I've introduced many teas—some picked and processed by my own hands. For those teas, I can describe the shape of the tea trees, the appearance of the tender leaves when plucked, the evolving aromas during production, their distinctive features, and even their flaws with ease, as if I were still picking in the garden or crafting them under a master's guidance. Others I've brewed and tasted myself, allowing me to introduce them naturally and vividly, as if the cup were right before me. Some teas I've only heard about, researched online, or read of in books; I have a general idea but can only parrot others' words without true understanding. And so, I yearn for the day I can brew them myself and take that first sip!

 


 

The more teas I long to try, the more I appreciate the three-word Zen teaching of Master Zhaozhou Congshen: "Go drink tea." Zen practice is like drinking tea—it must be experienced in every moment of life, as ordinary as sipping tea, washing a bowl, eating, or sleeping. Only through personal practice can one truly understand its sweetness or bitterness.

"After a meal, brew strong tea and drink it, then sit by the pond counting fish," "After porridge and rice, drink tea, open the window, and gaze at the green mountains alone," "After Zen, recite Hanshan's verses; after a meal, brew strong rain-tea." How natural, desireless, and free these scenes are! Whether a frequent visitor, a newcomer, or the monastery's host, all are simply told to "drink tea." This cup of tea embodies the master's ordinary mind. With this simple act—something anyone can do—Master Zhaozhou dissolved the attachments in people's hearts.

 


 

Drinking tea is like life—its value lies in personal experience. Some teas win with boldness; others with delicacy. Some triumph with fragrance, others with fame. Some impress with intensity, others with rarity. Some thrive on novelty, while some never aim to win at all...

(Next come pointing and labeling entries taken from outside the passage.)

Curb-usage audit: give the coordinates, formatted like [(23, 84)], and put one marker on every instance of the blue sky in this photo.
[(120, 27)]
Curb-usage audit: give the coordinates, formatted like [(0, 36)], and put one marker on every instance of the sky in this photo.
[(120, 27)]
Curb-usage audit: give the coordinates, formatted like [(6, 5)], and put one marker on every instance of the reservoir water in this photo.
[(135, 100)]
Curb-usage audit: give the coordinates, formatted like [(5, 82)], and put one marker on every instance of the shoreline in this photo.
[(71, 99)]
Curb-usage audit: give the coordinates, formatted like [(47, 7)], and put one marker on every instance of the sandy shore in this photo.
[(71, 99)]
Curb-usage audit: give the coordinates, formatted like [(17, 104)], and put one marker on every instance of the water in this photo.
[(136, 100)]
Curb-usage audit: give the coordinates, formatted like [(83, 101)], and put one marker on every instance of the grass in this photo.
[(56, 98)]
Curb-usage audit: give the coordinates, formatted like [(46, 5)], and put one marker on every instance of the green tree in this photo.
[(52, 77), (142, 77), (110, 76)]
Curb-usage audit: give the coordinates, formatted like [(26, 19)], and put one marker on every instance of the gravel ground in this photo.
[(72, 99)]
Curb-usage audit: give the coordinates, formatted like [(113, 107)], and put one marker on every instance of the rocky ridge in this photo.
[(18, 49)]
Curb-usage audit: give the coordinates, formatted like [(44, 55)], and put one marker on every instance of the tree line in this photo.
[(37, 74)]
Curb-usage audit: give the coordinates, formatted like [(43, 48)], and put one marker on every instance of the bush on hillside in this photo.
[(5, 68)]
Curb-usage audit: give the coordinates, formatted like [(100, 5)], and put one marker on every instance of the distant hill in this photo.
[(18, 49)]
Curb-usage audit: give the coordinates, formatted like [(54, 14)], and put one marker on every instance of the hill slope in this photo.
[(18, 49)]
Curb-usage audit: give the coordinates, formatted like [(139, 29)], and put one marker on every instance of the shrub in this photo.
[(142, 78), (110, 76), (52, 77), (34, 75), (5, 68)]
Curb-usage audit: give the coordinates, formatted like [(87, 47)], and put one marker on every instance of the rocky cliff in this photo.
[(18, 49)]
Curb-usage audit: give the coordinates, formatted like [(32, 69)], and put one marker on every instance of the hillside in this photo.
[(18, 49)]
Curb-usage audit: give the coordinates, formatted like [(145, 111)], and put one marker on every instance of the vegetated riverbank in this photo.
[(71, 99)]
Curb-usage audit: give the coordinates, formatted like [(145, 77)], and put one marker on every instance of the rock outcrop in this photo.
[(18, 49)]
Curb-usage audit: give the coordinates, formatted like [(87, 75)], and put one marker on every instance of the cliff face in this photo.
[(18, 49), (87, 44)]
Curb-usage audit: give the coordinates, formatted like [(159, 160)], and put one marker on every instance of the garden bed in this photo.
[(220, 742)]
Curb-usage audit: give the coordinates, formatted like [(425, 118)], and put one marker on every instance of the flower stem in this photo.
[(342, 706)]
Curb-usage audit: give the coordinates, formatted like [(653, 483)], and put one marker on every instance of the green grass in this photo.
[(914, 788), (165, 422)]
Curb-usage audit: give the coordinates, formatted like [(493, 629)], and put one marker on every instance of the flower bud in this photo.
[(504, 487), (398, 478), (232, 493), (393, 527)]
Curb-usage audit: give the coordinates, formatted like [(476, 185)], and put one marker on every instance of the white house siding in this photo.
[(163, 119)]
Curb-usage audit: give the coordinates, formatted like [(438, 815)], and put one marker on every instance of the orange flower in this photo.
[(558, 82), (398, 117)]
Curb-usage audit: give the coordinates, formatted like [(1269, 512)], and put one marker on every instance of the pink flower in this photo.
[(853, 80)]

As Taiwanese tea master Fan Zengping described the flavors of tea: Drinking rock tea is like "returning from Huangshan and finding no other mountains worth seeing." Drinking white tea is "flavorless, yet the ultimate flavor." Drinking red tea is the taste of leisurely city life. Drinking jasmine tea is the flavor of spring in one's hometown. Drinking pu-erh tea is "having crossed the sea, no water compares; having seen Wu Mountain, no clouds impress." Drinking Alishan tea is the taste of primal forests. Drinking Wenshan Pouchong is the feeling of a Taiwanese afternoon tea. Drinking Oriental Beauty tea is the sweet-potato warmth of autumn harvests. Drinking Taoyuan Longquan tea is the taste of Hakka hospitality...

 


 

To know what lies within a cup of tea, you need only experience it yourself—take a sip, and everything becomes clear!